More broadly, the recent joint intervention by the major central banks in response to the dollar liquidity shortage is hopefully a precursor to future joint interventions that will raise market confidence. It is important that central banks around the world are able to maintain their independence and respond optimally to the crisis given their mandate. The recent pressures from political groups and governments on central banks serves no good purpose.

The other significant development in resolving the Euro area problems is the new emphasis on a fiscal union. The argument is that in the absence of rules like balanced budget requirements, fiscally mismanaged economies become a burden on other countries in the union. This is based on the assumption that the Euro area cannot credibly commit to not bailing out countries when they face the risk of default. For, if they could, the markets would hold each country independently accountable for repayment of their debt and countries like Greece would have to borrow at a premium over Germany.

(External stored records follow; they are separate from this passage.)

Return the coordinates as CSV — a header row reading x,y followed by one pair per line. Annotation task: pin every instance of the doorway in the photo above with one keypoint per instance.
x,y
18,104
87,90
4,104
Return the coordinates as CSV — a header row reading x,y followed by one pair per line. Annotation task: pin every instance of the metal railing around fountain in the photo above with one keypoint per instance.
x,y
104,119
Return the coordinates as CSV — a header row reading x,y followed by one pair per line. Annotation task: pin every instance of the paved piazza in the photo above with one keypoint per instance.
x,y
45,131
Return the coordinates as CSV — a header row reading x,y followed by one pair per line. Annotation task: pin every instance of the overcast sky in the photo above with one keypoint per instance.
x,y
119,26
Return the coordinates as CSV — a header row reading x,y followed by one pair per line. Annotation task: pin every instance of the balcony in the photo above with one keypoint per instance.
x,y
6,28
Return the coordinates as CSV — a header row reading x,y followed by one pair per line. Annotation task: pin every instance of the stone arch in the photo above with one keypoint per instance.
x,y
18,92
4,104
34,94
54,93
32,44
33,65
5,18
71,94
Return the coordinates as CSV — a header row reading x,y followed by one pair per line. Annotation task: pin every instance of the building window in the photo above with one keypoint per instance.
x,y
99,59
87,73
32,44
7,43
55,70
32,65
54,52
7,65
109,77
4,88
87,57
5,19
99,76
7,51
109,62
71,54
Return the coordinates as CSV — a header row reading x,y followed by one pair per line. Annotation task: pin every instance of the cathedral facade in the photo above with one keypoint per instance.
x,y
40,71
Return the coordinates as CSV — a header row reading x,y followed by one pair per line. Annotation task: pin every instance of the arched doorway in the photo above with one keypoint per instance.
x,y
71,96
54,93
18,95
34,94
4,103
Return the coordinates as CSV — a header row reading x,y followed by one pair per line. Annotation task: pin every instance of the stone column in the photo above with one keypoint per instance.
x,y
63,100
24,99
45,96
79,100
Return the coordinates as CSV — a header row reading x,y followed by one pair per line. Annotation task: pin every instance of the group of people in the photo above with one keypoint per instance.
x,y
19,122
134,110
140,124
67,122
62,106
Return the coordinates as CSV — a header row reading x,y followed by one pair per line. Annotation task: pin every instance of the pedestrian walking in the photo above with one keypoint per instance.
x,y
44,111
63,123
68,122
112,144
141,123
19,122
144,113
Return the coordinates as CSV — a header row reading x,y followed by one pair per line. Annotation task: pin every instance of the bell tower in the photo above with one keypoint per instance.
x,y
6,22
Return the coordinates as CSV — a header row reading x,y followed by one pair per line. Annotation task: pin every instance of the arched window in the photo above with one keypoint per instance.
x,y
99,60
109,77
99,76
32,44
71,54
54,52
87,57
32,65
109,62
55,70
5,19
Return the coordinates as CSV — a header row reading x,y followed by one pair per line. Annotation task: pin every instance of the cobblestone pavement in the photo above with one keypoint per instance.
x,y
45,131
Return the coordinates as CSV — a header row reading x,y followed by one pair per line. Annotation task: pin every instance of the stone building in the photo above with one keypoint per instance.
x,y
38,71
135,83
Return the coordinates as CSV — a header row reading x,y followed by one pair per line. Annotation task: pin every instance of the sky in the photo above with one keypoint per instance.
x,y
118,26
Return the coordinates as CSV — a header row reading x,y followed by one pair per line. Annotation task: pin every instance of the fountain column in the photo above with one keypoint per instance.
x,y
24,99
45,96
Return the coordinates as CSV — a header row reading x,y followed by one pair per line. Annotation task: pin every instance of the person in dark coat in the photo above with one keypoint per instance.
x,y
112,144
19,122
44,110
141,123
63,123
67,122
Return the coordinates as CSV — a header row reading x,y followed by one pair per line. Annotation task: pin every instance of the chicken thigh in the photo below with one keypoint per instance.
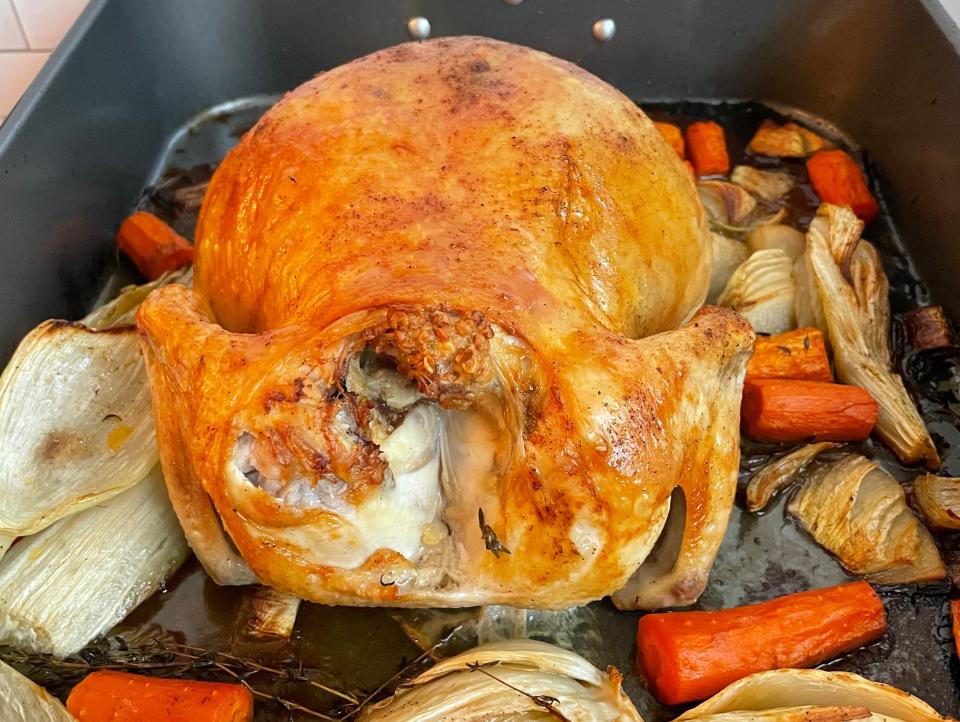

The interest differential will put pressure on the mismanaged economy to address its fiscal issues. In other words, if the European Union can credibly commit not to bailout countries in distress, then the markets will automatically regulate the level of deficits they can sustain.

Given the recent response to the crisis, credibility has taken a huge hit and consequently the call for greater fiscal union. Regardless of where the debate on fiscal union settles, it should not be used as a pre-condition for addressing the current liquidity crisis. Altering the union treaty requires going down a long and uncertain path and the Euro currently does not have the luxury of time. The recent reference by German chancellor Angela Merkel that the solution to the current crisis will take the form of a 'marathon' is another misreading of the crisis.

Overall, I believe that there is still one last chance to save the Eurozone: One, there remains sufficient support among large swathes of the population in the Eurozone countries to make this work. Two, it is well understood that the costs of a collapse of the Euro will far exceed the Lehman crisis. Three, there are a 'few good men and women' in power to forcefully deal with the crisis and turn things around. But the clock is ticking.